Your reading patterns sound familiar to me — reading critically but not in the negative sense, rather in the sense of thinking about it as I go along, consider how the author creates certain effects, etc. I find that I tend to enjoy most things I read, which is a fun way to read, I think!

I don’t really read much experimental fiction, but I would like to give it a try. Lately I have been curious when reading other reader’s reviews of books when they mention holes in the plot or one-dimensional characters, etc. I don’t know that I always pick up on these things (probably I am going for the story and not looking for these sorts of things?). I want to be more thoughtful (not sure for me that critical is the word that would work, but certainly more aware) in books such as classics or award winning novels–I want to know more why it works (why it has won awards or why it has lasted so long as a book to be taught). Like you I think some novels do have modest aims (I like how you phrase that), and don’t demand to be picked apart, so I go more with gut feeling (whether I enjoyed the story basically). Thanks for posting on this–I like to know how others approach what they read!
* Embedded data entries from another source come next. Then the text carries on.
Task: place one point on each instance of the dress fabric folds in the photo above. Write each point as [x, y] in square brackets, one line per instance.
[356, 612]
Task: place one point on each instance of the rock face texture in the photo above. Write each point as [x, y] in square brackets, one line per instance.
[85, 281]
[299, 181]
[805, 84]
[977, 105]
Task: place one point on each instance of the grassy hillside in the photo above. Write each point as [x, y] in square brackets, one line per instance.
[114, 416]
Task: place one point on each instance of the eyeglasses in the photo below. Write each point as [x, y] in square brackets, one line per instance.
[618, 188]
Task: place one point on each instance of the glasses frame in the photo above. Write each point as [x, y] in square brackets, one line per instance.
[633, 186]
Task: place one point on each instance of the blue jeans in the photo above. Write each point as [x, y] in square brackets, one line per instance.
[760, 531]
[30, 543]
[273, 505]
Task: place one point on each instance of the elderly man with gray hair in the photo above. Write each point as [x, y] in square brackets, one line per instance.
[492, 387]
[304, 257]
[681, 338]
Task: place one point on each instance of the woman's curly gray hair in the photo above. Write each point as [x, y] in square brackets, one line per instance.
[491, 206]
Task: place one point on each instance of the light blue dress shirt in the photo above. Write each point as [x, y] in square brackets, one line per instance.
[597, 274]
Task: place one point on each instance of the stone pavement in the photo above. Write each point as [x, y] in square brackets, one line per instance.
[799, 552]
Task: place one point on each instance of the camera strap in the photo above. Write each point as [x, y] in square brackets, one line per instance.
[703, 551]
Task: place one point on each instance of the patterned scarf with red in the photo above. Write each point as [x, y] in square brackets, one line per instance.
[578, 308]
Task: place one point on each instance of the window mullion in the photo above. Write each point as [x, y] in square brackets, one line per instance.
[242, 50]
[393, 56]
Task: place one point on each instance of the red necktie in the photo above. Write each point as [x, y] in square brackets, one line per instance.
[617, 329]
Dorothy that’s exactly how I look at it. I can’t imagine how dour a reader would have to be to go *looking* for errors in a book. I tend to enjoy most of the books I try too. Sometimes it makes me wonder whether I’m really reading critically at all. 😀

Danielle well I just finished The Italian and it has its share of one-dimensional characters so maybe I’ll be able to expound a bit on what I think that means when I write my review. Like I said to Dorothy I tend to relish most of the books I read, so I rarely come across these things. And yes some of my reads aren’t meant to stand up to critical scrutiny and I pretty much go on whether I liked it or not.

You’re welcome! I liked the question.

I can empathise with you over reading speed – I don’t seem to have any time to read anything just now! Thankfully tomorrow is my day off. I sense a good few hours uninterrupted reading ahead!